What Isn’t Said
Two of America’s best-known microfictions are poems, written by poets—Forche’s “The Colonel” and Hass’s “Story of the Body”—but both read like fiction, and are presented as paragraphs, not poetic lines. These are crisp, compressed narratives, disturbing, highly distilled, charged to maximum voltage. Both close with striking images: a bowl of dead bees, disembodied ears that seem to be listening. For prose poems and flash, omission is everything. What matters most is compression, insinuation and inference; what matters most is what isn’t said. A piece will raise crucial questions and leave them unanswered, hinting at answers, unwilling to yield. The greater the constriction, the more the flash or prose poem must resonate, swell in universality, a shadowy giant rising from the husk of its structure.
The story I teach most is Natalia Rachel Singer’s “Honeycomb,” reprinted in Norton’s influential Microfiction. It’s a model of speed and subtext, managing in its poetic way elements of plot, character and theme in less than a page.
Singer’s northern Midwest grotesque is concise, muscular, quirky, something like Fargo meets Olive Oyl and Brutus from Popeye. Tightly wound as it is, it’s a conventional tale, its plot arc a swift, deft trajectory (“She was expecting Mr. Mann”/“there he was”/“After their meal they’d walk”). A linked issue lurks, necessarily, beyond the story’s immediate girl-wants-boy tension, a deeper conflict buried in “the baby’s grave.” Mrs. Stick’s grief and romantic yearning combine as she waits; hence “desire” seems to “part her like a comb” (the partition occurring at the story’s midpoint exactly), and what she’s “expecting” arrives.

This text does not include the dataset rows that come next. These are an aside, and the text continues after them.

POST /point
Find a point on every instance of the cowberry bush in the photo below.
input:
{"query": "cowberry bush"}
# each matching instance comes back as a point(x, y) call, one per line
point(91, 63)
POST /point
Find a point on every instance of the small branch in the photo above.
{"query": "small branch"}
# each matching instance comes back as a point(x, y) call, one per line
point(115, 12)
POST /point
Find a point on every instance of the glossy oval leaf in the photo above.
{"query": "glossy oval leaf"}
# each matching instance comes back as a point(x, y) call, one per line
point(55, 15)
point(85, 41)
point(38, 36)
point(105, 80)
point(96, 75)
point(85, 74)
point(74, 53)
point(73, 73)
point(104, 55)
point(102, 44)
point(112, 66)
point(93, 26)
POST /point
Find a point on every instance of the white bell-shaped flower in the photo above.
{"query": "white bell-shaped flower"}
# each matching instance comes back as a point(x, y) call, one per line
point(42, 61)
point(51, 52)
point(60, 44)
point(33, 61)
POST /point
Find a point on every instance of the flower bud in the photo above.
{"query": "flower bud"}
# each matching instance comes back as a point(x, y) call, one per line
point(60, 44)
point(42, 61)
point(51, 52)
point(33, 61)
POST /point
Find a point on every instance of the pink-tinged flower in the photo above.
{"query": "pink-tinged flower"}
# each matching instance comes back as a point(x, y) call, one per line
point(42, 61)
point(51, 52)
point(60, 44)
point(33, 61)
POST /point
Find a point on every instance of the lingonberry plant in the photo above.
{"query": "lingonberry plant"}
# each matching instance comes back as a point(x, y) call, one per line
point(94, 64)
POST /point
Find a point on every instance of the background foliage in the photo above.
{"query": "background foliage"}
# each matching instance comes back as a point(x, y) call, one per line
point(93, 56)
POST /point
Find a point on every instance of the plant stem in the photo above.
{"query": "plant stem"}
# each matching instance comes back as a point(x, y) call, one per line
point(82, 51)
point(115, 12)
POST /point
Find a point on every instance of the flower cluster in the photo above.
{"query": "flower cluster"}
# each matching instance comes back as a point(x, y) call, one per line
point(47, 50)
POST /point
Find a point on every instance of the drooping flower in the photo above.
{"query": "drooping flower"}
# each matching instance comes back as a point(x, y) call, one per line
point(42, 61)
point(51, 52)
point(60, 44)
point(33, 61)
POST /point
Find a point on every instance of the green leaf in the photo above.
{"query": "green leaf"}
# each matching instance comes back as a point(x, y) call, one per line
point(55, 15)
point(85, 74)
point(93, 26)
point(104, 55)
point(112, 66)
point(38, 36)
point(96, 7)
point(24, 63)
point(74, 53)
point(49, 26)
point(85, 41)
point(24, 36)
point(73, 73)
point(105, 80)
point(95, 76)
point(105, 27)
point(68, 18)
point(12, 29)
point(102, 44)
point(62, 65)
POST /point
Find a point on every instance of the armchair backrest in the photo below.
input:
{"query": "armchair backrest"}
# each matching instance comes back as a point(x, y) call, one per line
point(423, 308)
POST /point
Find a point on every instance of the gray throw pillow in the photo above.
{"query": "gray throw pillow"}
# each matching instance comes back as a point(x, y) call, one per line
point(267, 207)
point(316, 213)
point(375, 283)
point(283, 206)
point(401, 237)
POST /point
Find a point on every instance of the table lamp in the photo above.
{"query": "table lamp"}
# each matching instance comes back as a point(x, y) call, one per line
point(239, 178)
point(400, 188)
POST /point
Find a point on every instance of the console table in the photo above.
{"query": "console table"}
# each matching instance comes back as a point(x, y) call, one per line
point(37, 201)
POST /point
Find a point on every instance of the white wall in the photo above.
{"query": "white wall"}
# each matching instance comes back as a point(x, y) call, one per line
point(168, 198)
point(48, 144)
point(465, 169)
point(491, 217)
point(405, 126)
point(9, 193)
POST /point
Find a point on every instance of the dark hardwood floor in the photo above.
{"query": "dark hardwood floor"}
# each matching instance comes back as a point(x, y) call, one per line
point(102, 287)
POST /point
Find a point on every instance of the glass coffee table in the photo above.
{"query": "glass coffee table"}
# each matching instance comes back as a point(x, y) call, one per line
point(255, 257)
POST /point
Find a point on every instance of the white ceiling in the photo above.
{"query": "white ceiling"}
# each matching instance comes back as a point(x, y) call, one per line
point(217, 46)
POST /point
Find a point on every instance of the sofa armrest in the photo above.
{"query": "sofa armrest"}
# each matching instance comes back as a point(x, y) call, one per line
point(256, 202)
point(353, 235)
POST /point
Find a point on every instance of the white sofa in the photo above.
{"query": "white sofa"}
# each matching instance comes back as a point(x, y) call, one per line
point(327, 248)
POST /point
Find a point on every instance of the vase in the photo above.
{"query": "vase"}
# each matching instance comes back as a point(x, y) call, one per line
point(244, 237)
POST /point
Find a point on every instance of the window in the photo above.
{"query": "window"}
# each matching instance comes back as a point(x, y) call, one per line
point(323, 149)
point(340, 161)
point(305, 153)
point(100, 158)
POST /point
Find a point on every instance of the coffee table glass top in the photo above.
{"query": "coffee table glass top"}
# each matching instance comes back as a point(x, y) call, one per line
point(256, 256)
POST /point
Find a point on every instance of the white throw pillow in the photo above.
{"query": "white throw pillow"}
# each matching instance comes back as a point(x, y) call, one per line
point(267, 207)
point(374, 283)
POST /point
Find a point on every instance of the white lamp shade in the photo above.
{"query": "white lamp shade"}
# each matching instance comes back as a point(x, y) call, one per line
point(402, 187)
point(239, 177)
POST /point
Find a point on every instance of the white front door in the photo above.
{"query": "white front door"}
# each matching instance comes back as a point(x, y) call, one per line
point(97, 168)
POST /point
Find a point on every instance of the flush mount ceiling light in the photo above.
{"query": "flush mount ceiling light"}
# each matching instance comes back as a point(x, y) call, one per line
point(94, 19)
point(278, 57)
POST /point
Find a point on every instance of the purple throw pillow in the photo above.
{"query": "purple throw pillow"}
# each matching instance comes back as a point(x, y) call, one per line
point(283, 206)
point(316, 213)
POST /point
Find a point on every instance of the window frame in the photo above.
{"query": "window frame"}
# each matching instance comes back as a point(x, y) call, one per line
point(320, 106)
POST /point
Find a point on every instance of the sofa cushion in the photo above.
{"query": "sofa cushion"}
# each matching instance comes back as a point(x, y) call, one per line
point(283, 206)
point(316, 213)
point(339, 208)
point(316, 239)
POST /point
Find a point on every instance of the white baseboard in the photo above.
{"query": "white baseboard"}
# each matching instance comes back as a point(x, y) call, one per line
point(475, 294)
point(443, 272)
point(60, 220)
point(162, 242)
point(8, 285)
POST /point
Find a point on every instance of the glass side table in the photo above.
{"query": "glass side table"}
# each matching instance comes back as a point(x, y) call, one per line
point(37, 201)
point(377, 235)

Mr. Mann’s vigorous, day-lit baby-sized squash are an answer of sorts to “rutabagas,” the tubers she’s stewing at the story’s beginning. Experienced farmer that he is, he may help reproduce if not regain what she lost.
Planted in the tradition of miniscule dead baby fiction—Hemingway’s famous six-word “baby shoes” story, Carver’s “Popular Mechanics,” Beattie’s “Snow,” Foster Wallace’s “Incarnations of Burned Children,” Bret Lott’s “Night,” Katharine Weber’s “Sleeping” and others—Singer’s story nevertheless taps a tradition older and deeper. (The more compact the story, the larger its subject must be, as Richard Bausch has observed.) Oily, honey-smearing Mr. Mann is not only Romeo but a mythic sun god returning to enliven what’s barren, to restore fallow, dry, mother earth. “Honeycomb” is a fertility tale, one of the oldest stories we know. Fecundity and productivity will be restored, the “mulch pile” will take, we think—but the conditional quality of the final sentences (“he’d ask”/ “they’d walk”) cast a faint though palpable shadow. The story’s real time ends with swarming dust, squash pounding Mr. Mann’s truck, not with an idyllic honey-tableau. The stroll in the field is conditional; depending on how we read Singer’s omniscience, it may be projection. No matter how promising the promise of change, unqualified assurances are just that, the story implies. Mrs. Stick may soon be a queen bee, aided by her worker and drone, but as yet he hasn’t arrived. True outcome’s omitted; hand-in-hand walks into sunsets are always about to begin.